Abstract

In recent years, the number and variety of malicious mobile apps have increased drastically, especially on Android platform, which brings insurmountable challenges for malicious app detection. Researchers endeavor to discover the traces of malicious apps using network traffic analysis. In this study, we combine network traffic analysis with machine learning methods to identify malicious network behavior, and eventually to detect malicious apps. However, most network traffic generated by malicious apps is benign, while only a small portion of traffic is malicious, leading to an imbalanced data problem when the traffic model skews towards modeling the benign traffic. To address this problem, we introduce imbalanced classification methods, including the synthetic minority oversampling technique (SMOTE) + support vector machine (SVM), SVM cost-sensitive (SVMCS), and C4.5 cost-sensitive (C4.5CS) methods. However, when the imbalance rate reaches a certain threshold, the performance of common imbalanced classification algorithms degrades significantly. To avoid performance degradation, we propose to use the imbalanced data gravitation-based classification (IDGC) algorithm to classify imbalanced data.
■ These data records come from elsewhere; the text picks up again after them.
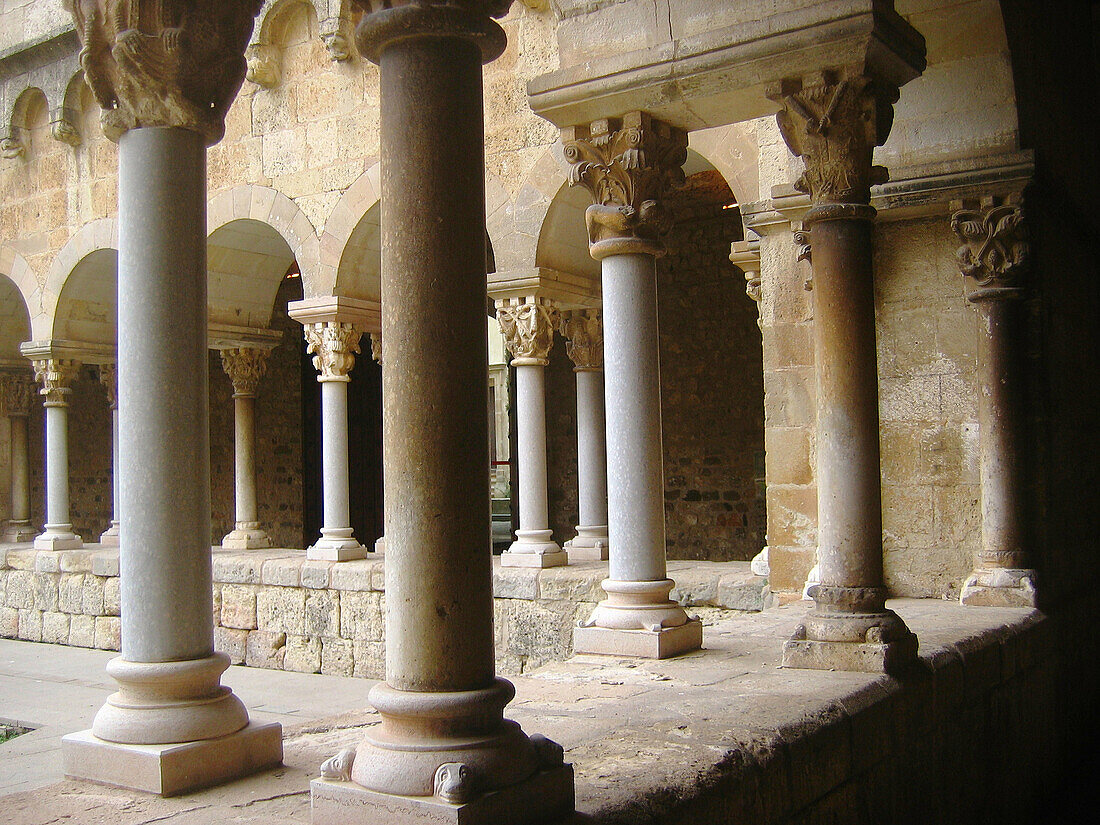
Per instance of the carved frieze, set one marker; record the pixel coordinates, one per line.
(244, 367)
(333, 345)
(834, 122)
(994, 241)
(527, 327)
(583, 330)
(627, 165)
(164, 63)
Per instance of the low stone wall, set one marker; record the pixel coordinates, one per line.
(275, 608)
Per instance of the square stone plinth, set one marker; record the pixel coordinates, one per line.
(663, 644)
(545, 798)
(534, 560)
(849, 656)
(172, 769)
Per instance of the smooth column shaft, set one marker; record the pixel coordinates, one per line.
(591, 448)
(633, 389)
(439, 616)
(849, 516)
(164, 468)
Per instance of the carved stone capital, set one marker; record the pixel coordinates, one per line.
(56, 375)
(994, 248)
(527, 326)
(244, 366)
(583, 330)
(17, 393)
(627, 166)
(333, 347)
(833, 122)
(164, 63)
(109, 377)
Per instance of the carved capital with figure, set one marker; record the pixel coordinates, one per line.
(333, 345)
(834, 121)
(583, 330)
(994, 248)
(627, 165)
(527, 326)
(244, 366)
(164, 63)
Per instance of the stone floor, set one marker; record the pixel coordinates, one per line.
(644, 736)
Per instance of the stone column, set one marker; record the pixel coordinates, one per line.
(442, 743)
(108, 375)
(527, 326)
(994, 253)
(834, 122)
(627, 165)
(334, 347)
(245, 367)
(583, 330)
(17, 392)
(164, 85)
(55, 376)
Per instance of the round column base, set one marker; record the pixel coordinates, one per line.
(158, 703)
(1000, 587)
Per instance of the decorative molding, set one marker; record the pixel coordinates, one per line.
(583, 330)
(164, 63)
(994, 250)
(834, 122)
(56, 375)
(527, 326)
(627, 166)
(244, 366)
(333, 345)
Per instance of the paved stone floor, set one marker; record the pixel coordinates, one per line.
(634, 729)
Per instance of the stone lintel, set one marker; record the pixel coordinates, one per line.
(545, 798)
(168, 770)
(568, 290)
(664, 644)
(723, 76)
(364, 315)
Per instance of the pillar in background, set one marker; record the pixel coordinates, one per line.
(245, 366)
(834, 121)
(56, 375)
(164, 83)
(17, 394)
(527, 326)
(627, 166)
(109, 377)
(583, 330)
(994, 253)
(443, 744)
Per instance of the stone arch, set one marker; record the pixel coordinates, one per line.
(265, 206)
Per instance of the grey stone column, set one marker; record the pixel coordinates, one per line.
(17, 392)
(442, 740)
(334, 347)
(627, 165)
(172, 726)
(109, 375)
(527, 326)
(55, 376)
(994, 253)
(583, 330)
(245, 367)
(834, 123)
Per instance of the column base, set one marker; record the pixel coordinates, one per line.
(173, 769)
(246, 536)
(1000, 587)
(337, 545)
(661, 644)
(58, 537)
(548, 796)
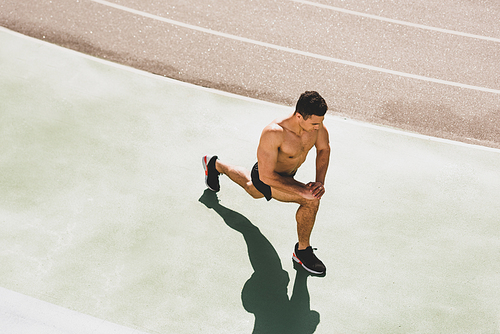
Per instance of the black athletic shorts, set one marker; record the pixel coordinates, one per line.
(261, 186)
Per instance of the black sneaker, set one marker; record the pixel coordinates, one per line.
(308, 260)
(211, 173)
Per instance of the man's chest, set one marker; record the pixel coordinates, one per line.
(294, 146)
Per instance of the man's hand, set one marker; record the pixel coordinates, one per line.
(317, 189)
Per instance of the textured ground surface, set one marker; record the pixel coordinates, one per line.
(104, 212)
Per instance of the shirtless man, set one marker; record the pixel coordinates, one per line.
(283, 148)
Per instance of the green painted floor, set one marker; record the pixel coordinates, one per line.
(104, 211)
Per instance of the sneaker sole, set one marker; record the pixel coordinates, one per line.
(204, 161)
(296, 259)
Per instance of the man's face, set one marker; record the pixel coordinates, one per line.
(313, 123)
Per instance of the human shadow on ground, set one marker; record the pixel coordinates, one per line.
(265, 292)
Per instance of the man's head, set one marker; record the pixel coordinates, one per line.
(311, 103)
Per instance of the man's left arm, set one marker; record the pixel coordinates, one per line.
(322, 161)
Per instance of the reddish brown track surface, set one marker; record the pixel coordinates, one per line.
(275, 74)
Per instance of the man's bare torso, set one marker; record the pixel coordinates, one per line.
(294, 149)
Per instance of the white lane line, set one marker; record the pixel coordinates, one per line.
(281, 108)
(409, 24)
(294, 51)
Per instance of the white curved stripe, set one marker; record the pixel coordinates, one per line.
(294, 51)
(409, 24)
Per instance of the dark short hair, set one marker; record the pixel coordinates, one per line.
(311, 103)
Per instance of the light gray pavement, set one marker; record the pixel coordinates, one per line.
(101, 211)
(269, 50)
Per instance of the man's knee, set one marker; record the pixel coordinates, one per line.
(311, 203)
(250, 188)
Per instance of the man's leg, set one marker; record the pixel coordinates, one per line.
(239, 175)
(306, 214)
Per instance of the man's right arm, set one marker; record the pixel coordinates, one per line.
(267, 156)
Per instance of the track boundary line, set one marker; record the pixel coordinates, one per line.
(281, 107)
(400, 22)
(295, 51)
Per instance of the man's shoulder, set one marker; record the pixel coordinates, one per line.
(273, 133)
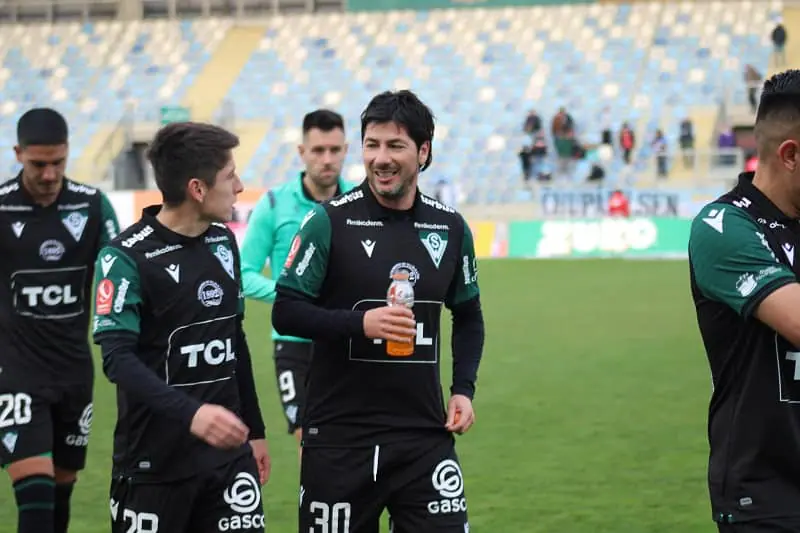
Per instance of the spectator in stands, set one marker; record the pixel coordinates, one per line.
(563, 124)
(779, 37)
(725, 142)
(659, 146)
(686, 140)
(563, 129)
(533, 124)
(618, 205)
(533, 158)
(627, 141)
(752, 80)
(605, 126)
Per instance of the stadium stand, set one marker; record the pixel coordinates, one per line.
(479, 69)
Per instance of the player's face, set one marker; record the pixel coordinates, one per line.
(43, 170)
(391, 159)
(216, 204)
(323, 154)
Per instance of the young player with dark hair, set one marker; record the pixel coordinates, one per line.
(376, 433)
(168, 317)
(744, 265)
(51, 229)
(270, 230)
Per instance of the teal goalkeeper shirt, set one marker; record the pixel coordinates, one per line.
(273, 224)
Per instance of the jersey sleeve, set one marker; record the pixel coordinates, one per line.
(118, 296)
(731, 259)
(307, 263)
(257, 246)
(110, 222)
(464, 285)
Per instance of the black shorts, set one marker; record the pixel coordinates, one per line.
(291, 369)
(419, 483)
(773, 525)
(43, 420)
(225, 499)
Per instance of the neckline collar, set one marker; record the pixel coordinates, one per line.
(764, 204)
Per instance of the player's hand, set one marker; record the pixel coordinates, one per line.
(460, 415)
(391, 323)
(219, 427)
(261, 454)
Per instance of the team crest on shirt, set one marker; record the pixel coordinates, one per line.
(75, 222)
(225, 256)
(435, 242)
(405, 268)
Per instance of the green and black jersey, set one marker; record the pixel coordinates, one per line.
(342, 260)
(180, 299)
(741, 249)
(48, 255)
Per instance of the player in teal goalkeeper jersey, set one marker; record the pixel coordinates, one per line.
(270, 232)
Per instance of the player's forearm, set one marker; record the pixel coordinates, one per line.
(294, 315)
(248, 397)
(127, 371)
(257, 286)
(467, 345)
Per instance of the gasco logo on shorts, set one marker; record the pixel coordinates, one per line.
(449, 483)
(104, 297)
(84, 427)
(244, 499)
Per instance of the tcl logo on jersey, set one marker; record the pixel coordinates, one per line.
(139, 236)
(202, 352)
(49, 294)
(214, 352)
(104, 297)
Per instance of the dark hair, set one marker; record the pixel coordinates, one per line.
(406, 110)
(41, 126)
(778, 110)
(322, 119)
(184, 150)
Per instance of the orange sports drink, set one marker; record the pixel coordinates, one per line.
(401, 292)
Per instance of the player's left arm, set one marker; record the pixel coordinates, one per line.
(109, 222)
(245, 380)
(463, 300)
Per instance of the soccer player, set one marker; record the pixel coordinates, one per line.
(168, 317)
(51, 229)
(744, 262)
(376, 434)
(272, 226)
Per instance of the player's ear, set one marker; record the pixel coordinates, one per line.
(196, 190)
(424, 151)
(789, 154)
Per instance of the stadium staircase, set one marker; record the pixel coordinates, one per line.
(213, 83)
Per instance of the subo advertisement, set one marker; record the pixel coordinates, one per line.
(601, 237)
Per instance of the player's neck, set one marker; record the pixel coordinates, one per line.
(183, 220)
(320, 194)
(775, 189)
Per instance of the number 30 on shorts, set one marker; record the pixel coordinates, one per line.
(15, 409)
(330, 519)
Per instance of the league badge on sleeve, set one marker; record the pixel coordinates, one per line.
(104, 297)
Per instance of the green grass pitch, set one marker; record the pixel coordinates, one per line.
(591, 407)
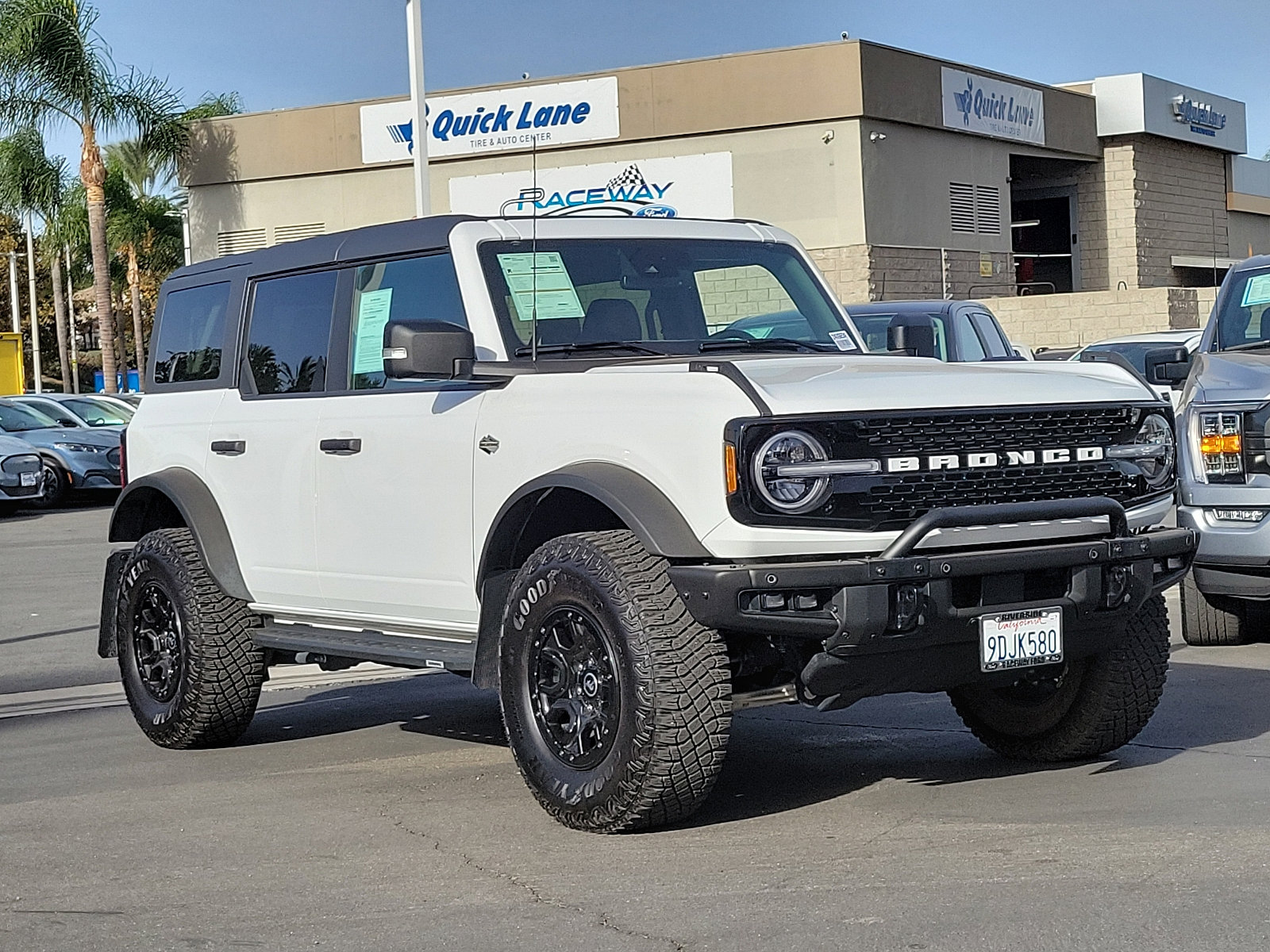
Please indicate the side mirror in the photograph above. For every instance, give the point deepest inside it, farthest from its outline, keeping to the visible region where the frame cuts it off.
(429, 349)
(912, 340)
(1168, 366)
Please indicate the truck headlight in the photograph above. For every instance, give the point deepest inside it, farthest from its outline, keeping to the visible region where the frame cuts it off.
(778, 478)
(1219, 437)
(1153, 450)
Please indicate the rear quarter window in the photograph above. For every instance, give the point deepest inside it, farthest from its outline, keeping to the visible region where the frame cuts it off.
(188, 347)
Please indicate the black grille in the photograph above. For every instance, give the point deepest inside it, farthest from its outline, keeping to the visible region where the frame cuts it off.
(963, 432)
(905, 498)
(892, 501)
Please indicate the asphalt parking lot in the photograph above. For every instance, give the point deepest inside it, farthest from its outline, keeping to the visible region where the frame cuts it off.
(389, 816)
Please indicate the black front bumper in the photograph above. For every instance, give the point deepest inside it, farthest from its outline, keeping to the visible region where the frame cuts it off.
(910, 622)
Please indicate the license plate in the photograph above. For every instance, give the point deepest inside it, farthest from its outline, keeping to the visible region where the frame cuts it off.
(1020, 639)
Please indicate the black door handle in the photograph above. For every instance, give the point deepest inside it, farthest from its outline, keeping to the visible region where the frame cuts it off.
(341, 447)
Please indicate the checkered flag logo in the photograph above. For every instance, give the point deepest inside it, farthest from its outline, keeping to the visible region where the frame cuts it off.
(630, 178)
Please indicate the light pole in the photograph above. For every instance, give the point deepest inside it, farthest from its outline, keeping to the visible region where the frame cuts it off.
(31, 289)
(70, 311)
(13, 292)
(414, 32)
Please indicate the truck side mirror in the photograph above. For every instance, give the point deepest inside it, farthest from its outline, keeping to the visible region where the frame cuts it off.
(914, 340)
(429, 351)
(1168, 366)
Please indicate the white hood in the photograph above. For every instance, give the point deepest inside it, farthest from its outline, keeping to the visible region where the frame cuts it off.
(813, 384)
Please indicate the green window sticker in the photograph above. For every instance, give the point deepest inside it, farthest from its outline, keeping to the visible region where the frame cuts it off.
(372, 317)
(1257, 291)
(544, 282)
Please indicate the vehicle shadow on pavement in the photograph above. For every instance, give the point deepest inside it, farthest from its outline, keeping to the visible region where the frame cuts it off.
(785, 758)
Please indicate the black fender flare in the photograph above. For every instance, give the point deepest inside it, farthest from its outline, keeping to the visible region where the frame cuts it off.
(645, 508)
(198, 509)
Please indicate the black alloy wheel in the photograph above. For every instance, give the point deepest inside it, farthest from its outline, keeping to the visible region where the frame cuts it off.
(577, 698)
(156, 643)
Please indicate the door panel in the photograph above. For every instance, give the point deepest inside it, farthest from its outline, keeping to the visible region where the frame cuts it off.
(266, 490)
(394, 517)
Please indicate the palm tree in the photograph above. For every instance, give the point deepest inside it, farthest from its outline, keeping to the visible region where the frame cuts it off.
(31, 184)
(55, 69)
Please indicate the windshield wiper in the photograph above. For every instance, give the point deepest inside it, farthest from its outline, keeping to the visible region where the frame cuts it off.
(768, 344)
(1250, 346)
(588, 346)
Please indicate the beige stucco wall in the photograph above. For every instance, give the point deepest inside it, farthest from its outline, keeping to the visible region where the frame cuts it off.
(787, 175)
(1085, 317)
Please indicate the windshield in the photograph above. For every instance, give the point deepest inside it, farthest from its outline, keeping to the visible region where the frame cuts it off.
(19, 419)
(98, 413)
(660, 296)
(1242, 321)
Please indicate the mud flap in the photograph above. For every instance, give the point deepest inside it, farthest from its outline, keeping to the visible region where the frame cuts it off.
(107, 640)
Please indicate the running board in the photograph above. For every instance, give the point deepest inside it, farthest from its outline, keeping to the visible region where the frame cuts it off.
(404, 651)
(784, 695)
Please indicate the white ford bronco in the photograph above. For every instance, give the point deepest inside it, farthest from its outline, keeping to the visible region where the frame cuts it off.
(564, 459)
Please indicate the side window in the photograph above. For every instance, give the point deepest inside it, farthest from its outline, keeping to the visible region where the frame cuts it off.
(968, 340)
(190, 334)
(289, 333)
(408, 290)
(994, 343)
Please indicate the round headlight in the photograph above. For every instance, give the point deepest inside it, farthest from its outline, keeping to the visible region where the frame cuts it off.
(1156, 436)
(780, 488)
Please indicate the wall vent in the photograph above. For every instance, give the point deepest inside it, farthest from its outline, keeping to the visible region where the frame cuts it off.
(232, 243)
(296, 232)
(987, 209)
(975, 209)
(962, 206)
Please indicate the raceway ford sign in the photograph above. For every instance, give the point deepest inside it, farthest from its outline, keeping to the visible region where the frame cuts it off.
(495, 121)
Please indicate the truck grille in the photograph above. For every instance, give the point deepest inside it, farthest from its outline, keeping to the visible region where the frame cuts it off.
(892, 501)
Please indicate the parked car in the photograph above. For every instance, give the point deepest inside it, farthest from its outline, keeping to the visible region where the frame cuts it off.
(1223, 424)
(71, 410)
(965, 332)
(73, 457)
(625, 524)
(19, 473)
(1136, 347)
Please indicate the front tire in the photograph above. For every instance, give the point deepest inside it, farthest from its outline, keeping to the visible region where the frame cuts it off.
(190, 666)
(1092, 706)
(1213, 621)
(616, 702)
(56, 486)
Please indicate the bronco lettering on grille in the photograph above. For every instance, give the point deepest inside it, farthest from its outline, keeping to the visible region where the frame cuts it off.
(988, 460)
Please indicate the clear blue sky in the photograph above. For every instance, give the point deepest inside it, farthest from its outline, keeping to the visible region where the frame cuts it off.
(295, 52)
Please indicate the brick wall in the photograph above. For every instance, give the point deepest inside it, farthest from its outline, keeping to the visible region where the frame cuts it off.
(1083, 317)
(1180, 192)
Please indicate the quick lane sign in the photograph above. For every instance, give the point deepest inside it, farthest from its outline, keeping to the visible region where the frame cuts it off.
(495, 121)
(992, 107)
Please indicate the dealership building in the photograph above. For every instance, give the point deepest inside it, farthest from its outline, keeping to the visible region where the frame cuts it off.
(1083, 211)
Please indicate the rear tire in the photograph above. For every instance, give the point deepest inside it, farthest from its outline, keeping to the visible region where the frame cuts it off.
(190, 666)
(616, 702)
(1094, 706)
(1213, 620)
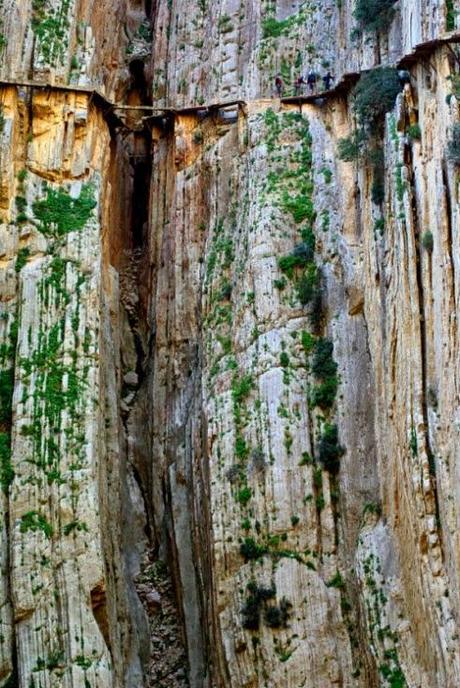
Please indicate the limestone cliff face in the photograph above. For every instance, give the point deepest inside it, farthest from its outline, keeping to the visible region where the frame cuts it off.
(228, 366)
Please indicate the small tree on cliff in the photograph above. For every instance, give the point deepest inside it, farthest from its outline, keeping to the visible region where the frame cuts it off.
(374, 15)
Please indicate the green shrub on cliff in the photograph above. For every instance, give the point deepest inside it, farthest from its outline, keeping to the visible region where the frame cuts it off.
(375, 94)
(453, 146)
(59, 213)
(374, 15)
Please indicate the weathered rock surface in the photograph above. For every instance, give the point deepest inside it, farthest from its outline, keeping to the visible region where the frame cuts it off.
(228, 371)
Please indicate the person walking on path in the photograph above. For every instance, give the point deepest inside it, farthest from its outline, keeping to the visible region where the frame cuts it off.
(298, 83)
(279, 85)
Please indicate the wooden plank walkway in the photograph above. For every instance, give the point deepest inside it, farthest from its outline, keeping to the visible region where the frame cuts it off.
(317, 98)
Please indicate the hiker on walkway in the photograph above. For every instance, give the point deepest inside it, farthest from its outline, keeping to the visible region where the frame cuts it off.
(327, 81)
(279, 85)
(311, 80)
(298, 83)
(404, 77)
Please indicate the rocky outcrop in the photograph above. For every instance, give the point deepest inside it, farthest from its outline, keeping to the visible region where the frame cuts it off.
(227, 436)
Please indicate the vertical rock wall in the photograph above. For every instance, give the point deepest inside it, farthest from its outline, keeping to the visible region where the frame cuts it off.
(227, 436)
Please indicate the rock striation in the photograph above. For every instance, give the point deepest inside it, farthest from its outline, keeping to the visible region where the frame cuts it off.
(228, 349)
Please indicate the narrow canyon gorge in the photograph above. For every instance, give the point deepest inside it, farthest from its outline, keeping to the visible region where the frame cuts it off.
(229, 344)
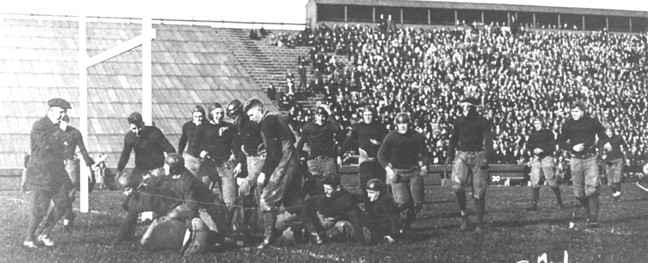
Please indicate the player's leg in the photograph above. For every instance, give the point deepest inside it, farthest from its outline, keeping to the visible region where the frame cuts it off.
(592, 186)
(550, 177)
(459, 182)
(479, 184)
(578, 183)
(417, 193)
(536, 171)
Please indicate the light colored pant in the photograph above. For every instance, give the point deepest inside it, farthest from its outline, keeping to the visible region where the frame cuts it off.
(614, 171)
(320, 169)
(192, 163)
(585, 176)
(540, 167)
(408, 188)
(466, 167)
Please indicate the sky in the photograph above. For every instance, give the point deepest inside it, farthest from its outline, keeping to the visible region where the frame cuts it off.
(287, 11)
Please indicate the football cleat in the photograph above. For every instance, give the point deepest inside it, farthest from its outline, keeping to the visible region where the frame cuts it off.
(45, 240)
(29, 244)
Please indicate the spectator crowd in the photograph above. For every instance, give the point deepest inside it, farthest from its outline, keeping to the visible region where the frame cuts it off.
(426, 72)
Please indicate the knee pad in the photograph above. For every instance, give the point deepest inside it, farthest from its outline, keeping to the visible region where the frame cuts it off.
(402, 207)
(345, 228)
(418, 207)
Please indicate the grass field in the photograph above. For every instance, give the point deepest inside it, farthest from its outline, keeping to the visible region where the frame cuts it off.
(512, 234)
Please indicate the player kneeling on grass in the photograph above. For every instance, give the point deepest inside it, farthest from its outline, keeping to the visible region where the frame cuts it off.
(194, 195)
(382, 211)
(339, 212)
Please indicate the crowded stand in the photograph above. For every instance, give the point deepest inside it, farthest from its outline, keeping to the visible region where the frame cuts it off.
(516, 76)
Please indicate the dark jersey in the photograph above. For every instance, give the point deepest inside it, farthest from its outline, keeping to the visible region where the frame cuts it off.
(543, 139)
(320, 138)
(149, 149)
(362, 134)
(187, 137)
(582, 131)
(468, 133)
(403, 150)
(218, 140)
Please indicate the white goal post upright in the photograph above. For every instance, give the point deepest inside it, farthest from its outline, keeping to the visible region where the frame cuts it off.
(83, 114)
(84, 62)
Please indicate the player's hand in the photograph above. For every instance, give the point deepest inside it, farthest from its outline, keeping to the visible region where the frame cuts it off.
(448, 161)
(23, 187)
(128, 191)
(484, 165)
(244, 188)
(63, 125)
(391, 175)
(424, 171)
(221, 131)
(237, 169)
(261, 179)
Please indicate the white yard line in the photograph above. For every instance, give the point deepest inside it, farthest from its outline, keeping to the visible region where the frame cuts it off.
(315, 255)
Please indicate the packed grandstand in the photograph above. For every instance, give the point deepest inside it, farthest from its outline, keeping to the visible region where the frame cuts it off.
(517, 76)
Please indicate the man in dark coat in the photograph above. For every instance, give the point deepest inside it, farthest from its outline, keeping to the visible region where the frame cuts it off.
(339, 210)
(279, 176)
(150, 146)
(382, 211)
(45, 174)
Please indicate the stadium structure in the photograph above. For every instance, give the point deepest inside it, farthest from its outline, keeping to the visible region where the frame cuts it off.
(199, 62)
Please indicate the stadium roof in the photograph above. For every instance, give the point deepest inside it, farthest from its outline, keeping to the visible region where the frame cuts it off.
(528, 7)
(38, 61)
Moreover, we develop a simplex imbalanced data gravitation classification (S-IDGC) model to further reduce the time costs of IDGC without sacrificing the classification performance. In addition, we propose a machine learning based comparative benchmark prototype system, which provides users with substantial autonomy, such as multiple choices of the desired classifiers or traffic features. Using this prototype system, users can compare the detection performance of different classification algorithms on the same data set, as well as the performance of a specific classification algorithm on multiple data sets.